En la temporada 2012 del Teatro Regio se programó esta obra cuya dramaturgia pertenece a Salvadora Medina Onrubia, a quien la directora Eva Halac define como "...dramaturga, periodista, anarco feminista, terrorista verbal y rompecorazones". Y es la tensión entre esa posición y el lugar destinado a la mujer de su tiempo la que le da cuerpo a Las Descentradas, definición inventada por Gloria Brena, el personaje que en el tramo final de la obra se hace cuerpo y acompaña las decisiones finales de Elvira Ancizar de López Torre, esas en las que todo lo que se cuenta a lo largo de la obra se retuerce una vez más.

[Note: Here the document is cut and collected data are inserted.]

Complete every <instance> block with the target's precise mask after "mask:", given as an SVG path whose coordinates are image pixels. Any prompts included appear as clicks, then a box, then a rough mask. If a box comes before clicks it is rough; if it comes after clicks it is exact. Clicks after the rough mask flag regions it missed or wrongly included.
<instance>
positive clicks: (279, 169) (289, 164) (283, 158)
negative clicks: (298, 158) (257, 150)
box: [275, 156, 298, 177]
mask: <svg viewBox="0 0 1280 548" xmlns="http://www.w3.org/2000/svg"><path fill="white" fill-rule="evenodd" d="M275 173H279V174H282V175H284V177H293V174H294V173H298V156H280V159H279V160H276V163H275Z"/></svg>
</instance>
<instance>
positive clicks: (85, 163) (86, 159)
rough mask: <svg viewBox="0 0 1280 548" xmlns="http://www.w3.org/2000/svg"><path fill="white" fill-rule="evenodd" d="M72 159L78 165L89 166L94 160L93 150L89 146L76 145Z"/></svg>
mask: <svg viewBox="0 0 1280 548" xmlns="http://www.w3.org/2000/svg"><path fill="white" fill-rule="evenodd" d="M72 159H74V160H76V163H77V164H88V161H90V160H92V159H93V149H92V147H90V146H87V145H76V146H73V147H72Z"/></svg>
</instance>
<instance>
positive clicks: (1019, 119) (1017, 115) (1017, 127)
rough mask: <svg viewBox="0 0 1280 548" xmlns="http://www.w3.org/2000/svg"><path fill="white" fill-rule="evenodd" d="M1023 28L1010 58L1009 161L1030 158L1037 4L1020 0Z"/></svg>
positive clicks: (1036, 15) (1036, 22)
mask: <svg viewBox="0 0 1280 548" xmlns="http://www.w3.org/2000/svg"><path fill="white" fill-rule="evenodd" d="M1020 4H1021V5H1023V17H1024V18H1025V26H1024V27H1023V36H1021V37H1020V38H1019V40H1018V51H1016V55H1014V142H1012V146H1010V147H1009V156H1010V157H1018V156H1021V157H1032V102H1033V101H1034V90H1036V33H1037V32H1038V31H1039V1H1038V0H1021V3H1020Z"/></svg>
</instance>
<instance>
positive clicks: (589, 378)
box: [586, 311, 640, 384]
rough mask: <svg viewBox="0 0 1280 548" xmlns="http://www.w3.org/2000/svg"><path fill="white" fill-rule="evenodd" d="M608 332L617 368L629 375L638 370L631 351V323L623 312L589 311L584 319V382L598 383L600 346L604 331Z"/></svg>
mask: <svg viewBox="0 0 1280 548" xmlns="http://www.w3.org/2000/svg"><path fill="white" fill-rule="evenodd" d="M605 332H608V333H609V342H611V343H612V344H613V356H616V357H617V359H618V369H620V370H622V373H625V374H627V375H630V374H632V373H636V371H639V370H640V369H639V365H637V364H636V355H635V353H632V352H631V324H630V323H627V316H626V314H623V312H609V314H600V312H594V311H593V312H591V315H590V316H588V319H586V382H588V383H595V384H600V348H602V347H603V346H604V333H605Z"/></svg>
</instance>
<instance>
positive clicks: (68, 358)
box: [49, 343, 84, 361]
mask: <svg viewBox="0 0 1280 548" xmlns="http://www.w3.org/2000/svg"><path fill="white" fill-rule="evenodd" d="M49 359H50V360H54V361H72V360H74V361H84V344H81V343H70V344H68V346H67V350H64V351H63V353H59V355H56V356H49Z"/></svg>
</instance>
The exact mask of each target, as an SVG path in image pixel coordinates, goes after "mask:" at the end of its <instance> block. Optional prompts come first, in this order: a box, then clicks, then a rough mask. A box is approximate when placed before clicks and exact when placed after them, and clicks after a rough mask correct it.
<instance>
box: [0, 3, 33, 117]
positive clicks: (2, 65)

La multiplicidad de voces femeninas, de las que sostienen el statu quo hasta las que, como Elvira, disparan sin piedad a la alta sociedad machista en la que vive y desde el lugar de ser la mujer de un senador de gran fortuna; la que denuncia anónimamente desde la entrañas; la que busca sostener en esos actos terroristas una posción que no le está reservada, a la vez que la necesaria exposición para hacerle saber al resto del mundo qué es lo que bulle en su interior; qué de ese confort no la reconforta. Elvira se ve atraida por un periodista que está por comprometerse con una jovencita que es como de la familia, una prima menor, una protegida, aquella a cuyos ojos vírgenes mostrarle un mundo prohibido para las mujeres, el del placer erótico. Este periodista, que desconoce quién es esa atractiva dama con la que habla, es a quien la propia Elvira, que juega al gato y al ratón con el futuro prometido, le hizo llegar las pruebas de un escándalo que salpicó a su esposo el senador y a quien hizo tambalear. El devenir de los personajes es previsible en tanto retoma el camino de la tragedia clásica, de los amores incompletos e imposibles, surcados por las máscaras femeninas: la maternidad, la satisfacción del hombre/amo, la educación para acompañar en el poder, los tránsitos arduos por caminos que deben tomarse con la cabeza y no con el corazón. El cuadro de situación se completa con los escándalos políticos que se avecinan, con la puesta en riesgo del honor y del prestigio de quien construye poder desde el deshonor y el soborno; ese momento histórico en el que la mujer empieza a gestar un cambio. Y lo más interesante de la obra es que en un momento muy particular, cuando se debate si la mujer es "esa bestia pintada y adornada" para el hombre, cuando uno de los personajes lanza una de las más interesantes y filosas líneas para sostener que lo que busca con su lucha no es que le den a las mujeres los derechos que tienen los hombres, sino la dignidad de tener sus propios derechos femeninos. Una sutileza apoyada en la diferencia, en la necesidad no de una igualdad rasa sino en el respeto en la propia esencia de cada quien. Allí es donde se enriquece la lucha por los derechos de la mujer, en la inteligencia punzante y lúcida de Salvadora Medina Onrubia.